A tecnologia de conversão térmica está a ser usada para transformar lixo em produtos como vinagre, biocarvão e óleo.
Há dez anos, a académica Lynne Loo era cientista e estudava formas de reaproveitar resíduos na Austrália.
Começou a analisar os resíduos da indústria da abalone e, hoje, usa essa experiência para permitir que empresas emergentes desenvolvam novas ideias para reaproveitar resíduos.
O que começou como um projeto de investigação depressa evoluiu para uma ideia muito mais ambiciosa: encontrar valor naquilo que deitamos fora.
Segundo o Departamento de Alterações Climáticas, Energia, Ambiente e Recursos Hídricos do governo australiano, o país produz 76 milhões de toneladas de resíduos por ano.
Isso equivale a 2,9 toneladas por pessoa. E uma parte significativa segue diretamente para aterros.
Mas há formas inovadoras, e por vezes inesperadas, de dar uma segunda vida aos resíduos.
Transformar celulose de desperdícios alimentares em papel e couro
Matt Barber usa o laboratório que montou em casa para extrair celulose de desperdícios alimentares.
“O que obtenho é celulose pura e, a partir daí, transformo-a noutros produtos de papel, couro ou madeira. Mas também pode ser convertida em bioplástico, pode ter qualquer utilização. Em vez de esperar que uma árvore cresça, o que leva 75 anos, pode-se produzir isto numa semana”, explica Barber.
Para Barber, o projeto é conciliado com o emprego principal e o apoio de Loo, como intermediária fiável na gestão de resíduos, é essencial para que o sistema funcione.
“Tem-se uma startup e não se sabe o que fazer com ela, e ela [Loo] ajuda a encontrar-lhe um mercado”, diz Barber.
Transformar lixo em vinagre e biochar
Numa instalação de resíduos em Collie, na Austrália Ocidental, a Renergi leva essa ideia ainda mais longe.
Recorrendo a tecnologia de conversão térmica, a empresa transforma lixo em produtos como vinagre, biochar e óleo.

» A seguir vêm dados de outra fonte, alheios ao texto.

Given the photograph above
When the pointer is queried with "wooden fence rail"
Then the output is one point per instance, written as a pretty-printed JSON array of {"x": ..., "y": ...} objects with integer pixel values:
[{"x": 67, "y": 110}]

“Conseguimos processar ligeiramente menos de 30 mil toneladas de resíduos de biomassa por ano e 4 mil toneladas anuais de resíduos sólidos urbanos do município”, diz Deejay Parker, da Renergi.
Mais de 70% do material é recuperado e transformado em algo novo.
O biochar já está a ser utilizado em pomares e numa adega no sul da Austrália Ocidental.
O projeto recebeu financiamento da Agência Australiana de Energia Renovável, no âmbito dos esforços para expandir tecnologias renováveis às zonas regionais.
Quando atingir a plena capacidade, espera-se que se torne um dos maiores produtores do país.
“Acho importante que as pessoas vejam que é possível, porque há muitos céticos”, afirma Loo.
Loo assume-se como defensora da reciclagem, da reutilização e de novas formas de olhar para aquilo que deitamos fora.